Crummey powers are very popular in irrevocable life insurance trusts (ILITs). The Crummey power holder typically is entitled to withdraw $10,000 ($20,000 for a married trust donor) of additions to the trust each year.

The purpose is to qualify the payment of premiums by the trust donor on the life insurance policy owned by the ILIT for the annual gift tax exclusions under Sec. 2503(b). Gifts that fall within the annual exclusions do not consume a donor's unified credit equivalent, nor are they part of the adjusted taxable gifts included in the estate tax computation on the donor's death.

If the transfer into the trust does not exceed the Crummey withdrawal power, a grantor trust owned by the Crummey power holder may result. Some practitioners believe that grantor trust status for tax purposes may result in trust owner status by the beneficiary under local law. (See IRS Letter Ruling 9009010.) Such an interpretation would defeat the aims of the donor (i.e., protecting the trust assets from the beneficiary's improvidence).

However, if S stock is involved, grantor trust treatment may be preferable. A grantor trust is a permitted trust shareholder under Sec. 1361(c)(2)(A)(i), i.e., a subpart E trust first under Sec. 678 during the withdrawal period following the notice of gift and thereafter under Sec. 677. As a grantor trust rather than a QSST, no beneficiary election is required under Sec. 1361(d)(2), mandatory income distribution is not required, multiple beneficiaries are allowed and potential distributions of trust corpus to third parties are not a problem.

Grantor or subpart E trust treatment can also be obtained for a grantor retained annuity trust (GRAT) or grantor retained unitrust (GRUT) under Sec. 2702. The GRAT or GRUT must be designed so that the grantor or donor of the gift trust is considered its owner for income tax purposes.

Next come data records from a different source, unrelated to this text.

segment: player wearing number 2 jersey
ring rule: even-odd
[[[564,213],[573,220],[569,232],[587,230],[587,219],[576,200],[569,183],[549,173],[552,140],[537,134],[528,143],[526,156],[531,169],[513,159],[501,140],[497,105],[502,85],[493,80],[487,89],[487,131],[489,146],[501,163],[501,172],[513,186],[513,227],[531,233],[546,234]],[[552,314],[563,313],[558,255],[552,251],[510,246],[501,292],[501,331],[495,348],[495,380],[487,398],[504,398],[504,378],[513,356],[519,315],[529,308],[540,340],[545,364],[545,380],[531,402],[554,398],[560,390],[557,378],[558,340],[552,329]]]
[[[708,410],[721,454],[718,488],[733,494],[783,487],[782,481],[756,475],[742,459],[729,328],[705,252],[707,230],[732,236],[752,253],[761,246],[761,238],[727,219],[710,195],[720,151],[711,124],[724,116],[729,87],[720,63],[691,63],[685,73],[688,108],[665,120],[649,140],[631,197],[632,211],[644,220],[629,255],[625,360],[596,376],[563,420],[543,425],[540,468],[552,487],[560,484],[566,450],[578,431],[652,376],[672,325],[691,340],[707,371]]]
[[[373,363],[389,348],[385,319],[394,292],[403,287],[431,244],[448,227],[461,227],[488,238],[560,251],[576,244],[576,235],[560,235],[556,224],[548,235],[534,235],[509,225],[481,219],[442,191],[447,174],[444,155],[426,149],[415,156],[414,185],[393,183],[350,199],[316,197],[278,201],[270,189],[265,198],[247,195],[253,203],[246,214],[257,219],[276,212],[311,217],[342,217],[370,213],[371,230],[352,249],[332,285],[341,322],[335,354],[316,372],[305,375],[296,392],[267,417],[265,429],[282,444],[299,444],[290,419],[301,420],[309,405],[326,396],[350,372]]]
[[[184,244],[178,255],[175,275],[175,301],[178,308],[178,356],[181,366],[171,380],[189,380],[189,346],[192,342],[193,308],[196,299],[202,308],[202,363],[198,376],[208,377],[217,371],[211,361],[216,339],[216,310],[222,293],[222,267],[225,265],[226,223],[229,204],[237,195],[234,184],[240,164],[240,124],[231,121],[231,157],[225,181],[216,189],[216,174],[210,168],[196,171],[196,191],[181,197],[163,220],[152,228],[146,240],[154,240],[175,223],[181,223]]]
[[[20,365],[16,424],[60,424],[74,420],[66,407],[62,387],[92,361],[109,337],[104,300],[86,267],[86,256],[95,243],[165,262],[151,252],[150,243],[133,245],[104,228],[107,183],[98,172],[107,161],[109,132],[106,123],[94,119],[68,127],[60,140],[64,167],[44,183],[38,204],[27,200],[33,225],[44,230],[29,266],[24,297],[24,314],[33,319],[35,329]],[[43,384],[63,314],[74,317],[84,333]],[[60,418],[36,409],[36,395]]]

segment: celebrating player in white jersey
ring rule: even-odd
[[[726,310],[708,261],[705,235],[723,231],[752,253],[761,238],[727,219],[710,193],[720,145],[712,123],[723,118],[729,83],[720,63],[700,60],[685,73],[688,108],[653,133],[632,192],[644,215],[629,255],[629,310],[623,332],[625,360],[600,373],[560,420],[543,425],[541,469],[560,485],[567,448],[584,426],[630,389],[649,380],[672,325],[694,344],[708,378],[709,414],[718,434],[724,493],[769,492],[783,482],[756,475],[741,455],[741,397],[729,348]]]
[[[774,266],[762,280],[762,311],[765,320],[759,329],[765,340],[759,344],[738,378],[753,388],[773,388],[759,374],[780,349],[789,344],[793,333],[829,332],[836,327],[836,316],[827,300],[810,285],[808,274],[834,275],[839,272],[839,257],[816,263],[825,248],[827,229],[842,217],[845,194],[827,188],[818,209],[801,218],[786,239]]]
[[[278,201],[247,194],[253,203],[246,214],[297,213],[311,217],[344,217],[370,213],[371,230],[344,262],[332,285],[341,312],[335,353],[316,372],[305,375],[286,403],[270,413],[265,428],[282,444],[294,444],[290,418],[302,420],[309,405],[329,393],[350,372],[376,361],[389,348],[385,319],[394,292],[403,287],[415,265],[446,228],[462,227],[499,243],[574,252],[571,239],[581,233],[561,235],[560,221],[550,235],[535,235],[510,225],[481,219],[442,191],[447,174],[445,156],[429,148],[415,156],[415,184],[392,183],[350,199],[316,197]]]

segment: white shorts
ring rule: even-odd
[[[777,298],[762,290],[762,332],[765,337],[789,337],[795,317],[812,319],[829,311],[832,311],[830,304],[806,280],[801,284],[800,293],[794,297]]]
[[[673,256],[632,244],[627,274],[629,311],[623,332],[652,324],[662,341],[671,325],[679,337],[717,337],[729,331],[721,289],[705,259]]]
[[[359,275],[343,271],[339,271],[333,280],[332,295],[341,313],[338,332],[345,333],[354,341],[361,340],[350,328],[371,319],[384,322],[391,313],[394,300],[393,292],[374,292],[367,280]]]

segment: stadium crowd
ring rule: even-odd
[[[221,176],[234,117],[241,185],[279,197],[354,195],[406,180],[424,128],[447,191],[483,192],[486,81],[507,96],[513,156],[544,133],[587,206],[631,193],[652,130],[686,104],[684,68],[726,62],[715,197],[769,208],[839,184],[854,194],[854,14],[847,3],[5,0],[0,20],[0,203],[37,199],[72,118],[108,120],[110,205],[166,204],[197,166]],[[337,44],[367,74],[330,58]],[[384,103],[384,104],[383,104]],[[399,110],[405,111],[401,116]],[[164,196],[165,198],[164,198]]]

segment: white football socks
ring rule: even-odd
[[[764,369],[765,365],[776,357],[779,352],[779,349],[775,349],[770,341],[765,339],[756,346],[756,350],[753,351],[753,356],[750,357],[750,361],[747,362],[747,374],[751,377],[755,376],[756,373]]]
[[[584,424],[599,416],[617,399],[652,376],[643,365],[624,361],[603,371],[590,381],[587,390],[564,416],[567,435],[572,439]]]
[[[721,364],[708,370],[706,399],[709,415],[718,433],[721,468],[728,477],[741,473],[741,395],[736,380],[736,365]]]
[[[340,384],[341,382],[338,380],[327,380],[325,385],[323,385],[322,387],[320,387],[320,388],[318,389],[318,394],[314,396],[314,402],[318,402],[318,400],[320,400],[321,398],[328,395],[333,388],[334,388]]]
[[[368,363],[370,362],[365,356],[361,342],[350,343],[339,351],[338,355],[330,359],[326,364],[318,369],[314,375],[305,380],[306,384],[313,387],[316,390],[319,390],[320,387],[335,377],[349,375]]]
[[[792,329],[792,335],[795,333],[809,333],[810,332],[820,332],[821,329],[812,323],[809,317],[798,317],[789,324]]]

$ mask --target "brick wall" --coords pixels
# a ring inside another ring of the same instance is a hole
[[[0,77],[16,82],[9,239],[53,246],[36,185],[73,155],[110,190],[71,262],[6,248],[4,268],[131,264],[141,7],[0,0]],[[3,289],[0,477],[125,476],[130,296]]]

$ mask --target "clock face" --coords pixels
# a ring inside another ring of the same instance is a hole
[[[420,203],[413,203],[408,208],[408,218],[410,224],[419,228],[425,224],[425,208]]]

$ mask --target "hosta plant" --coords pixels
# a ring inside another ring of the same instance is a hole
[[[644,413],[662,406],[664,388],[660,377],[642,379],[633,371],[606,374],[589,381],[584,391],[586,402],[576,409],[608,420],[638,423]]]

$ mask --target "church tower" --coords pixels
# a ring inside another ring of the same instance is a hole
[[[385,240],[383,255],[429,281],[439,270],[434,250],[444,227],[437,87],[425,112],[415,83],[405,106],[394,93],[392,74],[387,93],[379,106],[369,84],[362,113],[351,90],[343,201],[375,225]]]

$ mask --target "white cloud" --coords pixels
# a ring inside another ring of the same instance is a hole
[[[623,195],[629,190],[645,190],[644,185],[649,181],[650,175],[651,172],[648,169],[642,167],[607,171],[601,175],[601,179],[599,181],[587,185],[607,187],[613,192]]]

One way to accomplish this is for the donor to retain a reversion in the GRAT or GRUT in the event the donor dies during the term of the gift trust. If this contingent reversion has an actuarial value greater than 5% of the total trust fund, the donor will be considered the trust's owner. Specifically, Regs. Sec. 1.671-3(b)(3) provides that if a grantor is treated under Sec. 673 as an owner of a trust by reason of a reversionary interest in corpus, both ordinary income and other income allocable to the corpus are "owned" by the grantor. The second method is for the donor to retain a general power of appointment in his will over the trust fund, also contingent on the donor's dying within the term of the GRAT or GRUT. (See IRS Letter Ruling 9109027.)

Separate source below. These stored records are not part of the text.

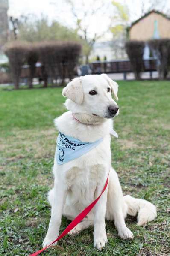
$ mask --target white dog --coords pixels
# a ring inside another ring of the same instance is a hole
[[[117,100],[117,83],[104,74],[76,78],[63,90],[63,95],[68,98],[65,105],[69,111],[55,120],[61,134],[92,144],[98,142],[85,154],[62,164],[59,164],[56,154],[54,186],[48,196],[51,217],[44,247],[59,235],[62,215],[73,220],[100,195],[110,170],[107,188],[92,210],[70,235],[94,225],[94,247],[101,250],[108,241],[105,219],[114,220],[118,235],[125,239],[133,237],[125,224],[127,214],[134,216],[138,212],[140,226],[156,217],[155,206],[149,202],[130,196],[123,197],[117,175],[111,167],[111,118],[119,112],[111,92]],[[64,151],[60,153],[59,160],[62,161]]]

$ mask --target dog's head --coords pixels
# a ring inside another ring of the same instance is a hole
[[[104,118],[118,114],[118,85],[107,75],[89,75],[73,79],[62,91],[68,99],[65,105],[73,113],[86,114]]]

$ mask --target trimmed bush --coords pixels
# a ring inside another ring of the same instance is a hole
[[[74,42],[53,41],[43,42],[39,47],[40,59],[43,71],[48,74],[52,81],[59,77],[64,83],[65,78],[71,79],[77,63],[82,47]]]
[[[4,52],[9,62],[12,80],[15,89],[19,89],[21,67],[26,61],[28,52],[28,44],[15,41],[7,44]]]
[[[6,45],[5,53],[8,57],[15,89],[19,88],[22,66],[29,66],[29,87],[32,87],[32,79],[36,71],[36,63],[41,63],[42,78],[47,87],[48,77],[53,83],[59,77],[63,83],[65,78],[71,79],[78,62],[82,47],[74,42],[59,41],[34,44],[16,41]]]
[[[150,40],[148,44],[153,55],[157,58],[159,78],[166,78],[170,70],[170,39]]]
[[[137,80],[141,78],[141,72],[143,69],[143,56],[144,46],[144,42],[142,41],[129,41],[126,42],[125,44],[126,51]]]

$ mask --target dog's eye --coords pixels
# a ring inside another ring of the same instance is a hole
[[[96,91],[96,90],[91,90],[89,92],[89,93],[91,95],[95,95],[95,94],[97,94],[97,92]]]

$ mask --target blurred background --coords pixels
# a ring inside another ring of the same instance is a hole
[[[0,0],[0,12],[1,84],[169,78],[168,0]]]

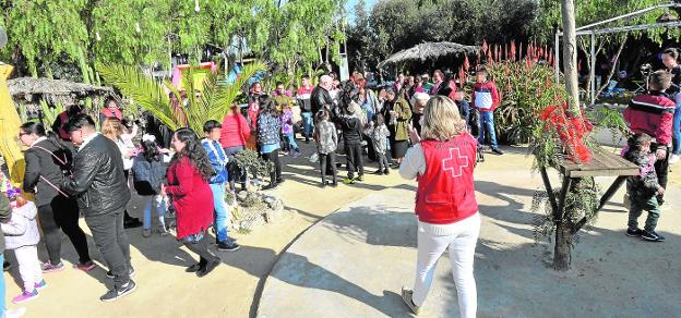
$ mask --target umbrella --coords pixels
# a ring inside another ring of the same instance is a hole
[[[438,59],[450,54],[471,54],[478,50],[480,50],[478,46],[465,46],[455,42],[423,42],[392,54],[390,58],[379,63],[379,68],[383,68],[389,63],[399,63],[409,60],[420,60],[422,62],[428,59]]]

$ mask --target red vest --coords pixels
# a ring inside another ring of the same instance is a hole
[[[422,140],[426,172],[418,178],[416,215],[421,222],[451,224],[478,211],[473,184],[477,142],[469,134],[447,142]]]

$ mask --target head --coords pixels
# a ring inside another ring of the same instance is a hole
[[[476,71],[476,82],[485,83],[487,82],[487,69],[480,68]]]
[[[320,76],[320,86],[326,90],[332,89],[333,85],[333,78],[331,78],[331,76],[328,75],[322,75]]]
[[[187,157],[194,168],[199,170],[204,181],[211,180],[215,171],[194,132],[190,129],[179,129],[172,134],[171,143],[172,148],[177,151],[172,161]]]
[[[649,152],[652,143],[653,138],[644,133],[633,134],[631,137],[629,137],[629,140],[626,140],[629,149],[638,150],[642,152]]]
[[[662,63],[667,69],[673,69],[679,65],[679,49],[669,48],[662,51]]]
[[[158,152],[158,144],[156,144],[156,137],[154,135],[142,135],[141,145],[146,161],[160,161],[160,152]]]
[[[31,146],[36,139],[46,136],[47,133],[41,123],[27,122],[19,127],[19,140],[22,142],[24,146]]]
[[[440,70],[435,70],[435,72],[433,72],[433,81],[435,81],[435,83],[444,81],[444,73]]]
[[[81,113],[69,119],[65,130],[73,145],[80,146],[85,138],[97,132],[97,126],[89,115]]]
[[[664,91],[671,86],[671,74],[662,70],[655,71],[648,81],[650,90]]]
[[[101,123],[101,134],[109,139],[117,140],[123,133],[123,124],[117,118],[107,118]]]
[[[219,140],[223,125],[214,120],[210,120],[203,124],[203,133],[211,140]]]
[[[426,105],[421,135],[423,139],[449,140],[466,132],[458,107],[446,96],[435,96]]]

Note that neither a contingent reversion nor a contingent power of appointment is a "qualified interest" under Sec. 2702(b). Consequently, the value of either reserved right cannot be subtracted from the value of the trust fund in computing the taxable gift for Chapter 14 purposes. The GRAT or GRUT will, however, be a permitted trust shareholder as a subpart E trust, and the trust donor as the owner will report S income or loss.

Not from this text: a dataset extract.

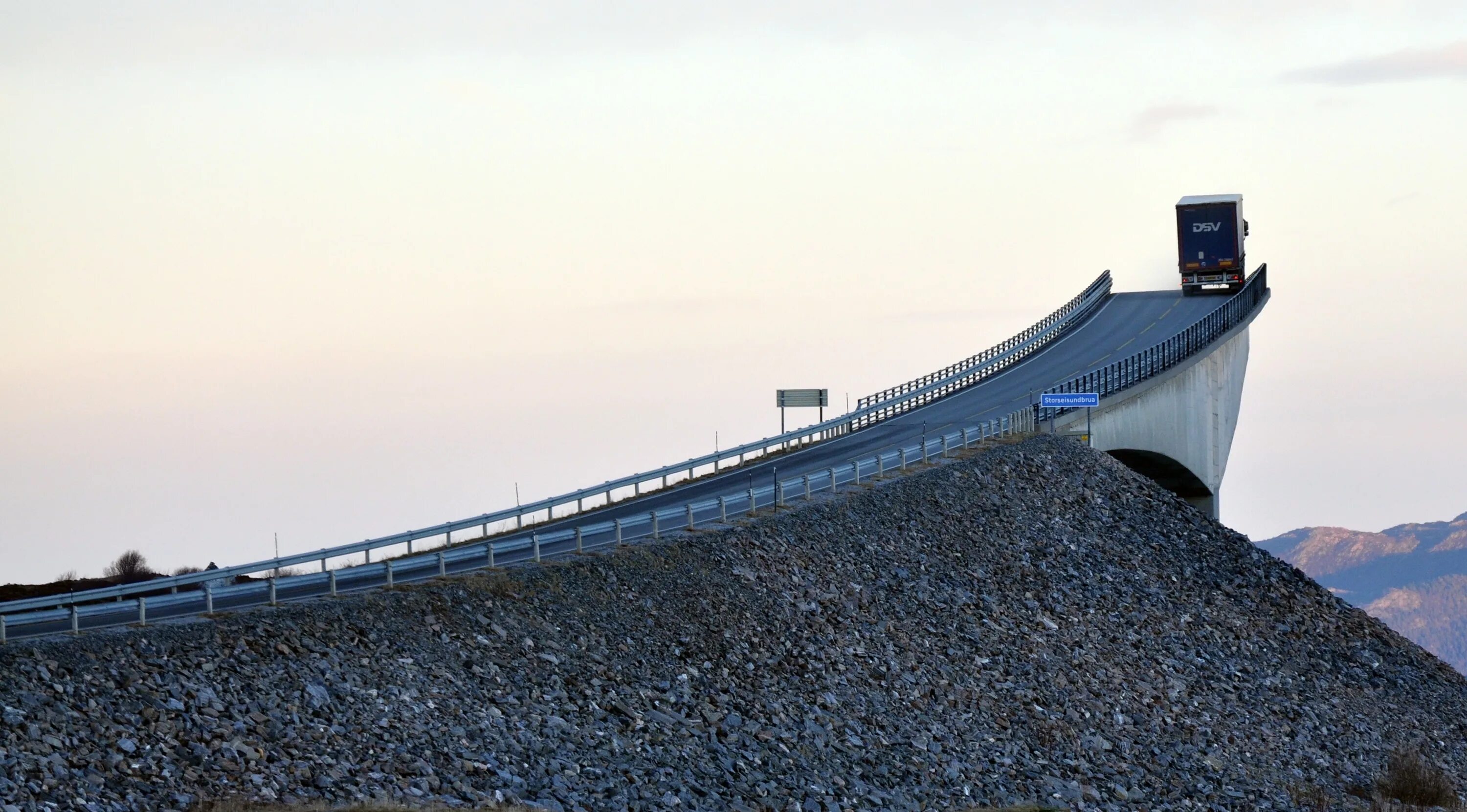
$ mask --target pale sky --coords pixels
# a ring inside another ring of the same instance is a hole
[[[1174,287],[1213,192],[1273,287],[1222,520],[1457,516],[1464,142],[1460,0],[0,0],[0,583],[764,437]]]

The payment of income taxes on trust earnings by the trust donor enhances the economic value of the gift to the trust beneficiaries, since the trust is irrevocable and the trust income must be distributed currently or accumulated for future distribution to the beneficiaries on a "tax paid" basis. While it might be argued that income tax payments do not constitute a taxable gift for federal gift tax purposes, this result is uncertain. Some advisers recommend that the trust donor explicitly waive the right to recover the donor's future income tax payments from the trust fund in the trust agreement. This waiver is difficult to value for gift tax purposes and prevents an interpretation that the failure to recover income tax payments will be considered gifts each future year for which taxes are paid by the donor.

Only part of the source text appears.